Dollar General ended the quarter with 18,818 stores in 47 states.
Dollar General’s third-quarter sales rose 11.1% but costs took a bite out of the company’s earnings.
The discounter remains committed to expanding its footprint, with plans to execute approximately 3,170 U.S. real estate projects in fiscal year 2023 (ending Feb.2, 2024), including 1,050 new stores, 2,000 remodels, and 120 store relocations. It also plans to open new stores in Mexico, with a goal of operating up to 35 stores in Mexico by the end of fiscal 2023.
Net income rose to $526.17 million, or $2.33 a share, in the quarter ended Oct. 28, from $487.03 million, or $2.08 a share, in the year-ago period. Analysts had expected earnings of $2.54 a share.
Revenue rose to 11.1% to $9.46 billion from $8.52 billion, missing estimates of $9.42 billion.
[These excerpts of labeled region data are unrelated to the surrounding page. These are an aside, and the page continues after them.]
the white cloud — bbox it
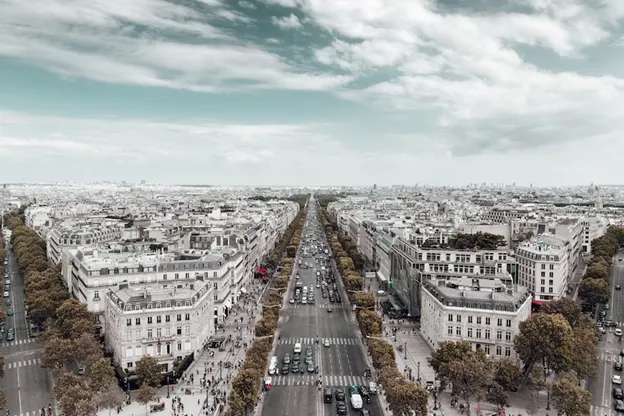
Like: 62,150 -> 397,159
271,13 -> 302,29
0,0 -> 350,92
294,0 -> 624,155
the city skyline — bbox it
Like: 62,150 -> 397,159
0,0 -> 624,186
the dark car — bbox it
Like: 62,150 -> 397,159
334,389 -> 345,402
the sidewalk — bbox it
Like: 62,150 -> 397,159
172,280 -> 267,415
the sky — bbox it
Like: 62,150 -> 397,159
0,0 -> 624,186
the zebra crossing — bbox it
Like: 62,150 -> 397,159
272,374 -> 367,387
0,338 -> 35,347
4,358 -> 41,370
277,338 -> 362,345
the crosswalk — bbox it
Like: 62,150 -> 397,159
272,374 -> 367,387
0,338 -> 35,347
287,303 -> 346,309
277,338 -> 362,345
4,358 -> 41,370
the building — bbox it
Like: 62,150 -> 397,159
516,234 -> 569,302
103,276 -> 215,372
420,277 -> 532,359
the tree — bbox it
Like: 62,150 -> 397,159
578,278 -> 611,305
136,355 -> 162,387
137,383 -> 158,414
540,298 -> 583,328
89,358 -> 116,393
494,358 -> 522,391
427,341 -> 472,389
552,371 -> 591,416
41,335 -> 74,370
514,313 -> 574,372
54,373 -> 96,416
444,350 -> 492,416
Same-store sales increased 6.8%, driven primarily by an increase in average transaction amount, as well as a modest increase in customer traffic.
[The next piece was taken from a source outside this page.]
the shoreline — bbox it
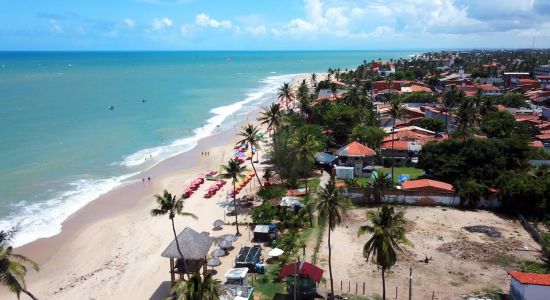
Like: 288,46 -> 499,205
0,75 -> 314,299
“Despite the cost pressures we experienced during the quarter, as well as challenges within our internal supply chain resulting in higher-than-anticipated distribution and transportation costs, our team was resilient and worked hard to deliver double-digit diluted EPS growth,” said Jeff Owen, who took the reins as Dollar General CEO at the beginning of November. “We believe the majority of these and other gross margin pressures are largely temporary, and we are confident in our plans to drive greater supply chain efficiencies moving forward."
Dollar General noted that, during the quarter, it experienced unanticipated delays in acquiring additional temporary warehouse space sufficient for its inventory needs, which caused inefficiencies within the company’s internal supply chain.
“These challenges resulted in higher-than-anticipated supply chain costs, including fees incurred for delays in returning shipping containers, and higher transportation costs caused by the need to service stores from less-than-optimal distribution center alignments,” the company stated.
In July, Dollar General said it was expanding its supply chain infrastructure, with plans to build three new distribution centers
As of October 28, 2022, Dollar General’s total merchandise inventories, at cost, were $7.1 billion compared to $5.3 billion as of October 29, 2021, an increase of 28.4% on a per-store basis. This increase primarily reflects the impact of product cost inflation, as well as a greater mix of higher-value products, particularly in the home and seasonal categories, the company said.
The retailer lowered its fourth-quarter earnings guidance to $3.15 to $3.30 a share, below Street estimates of $3.66 a share.
Dollar General operated 18,818 stores in 47 states as of October 28, 2022.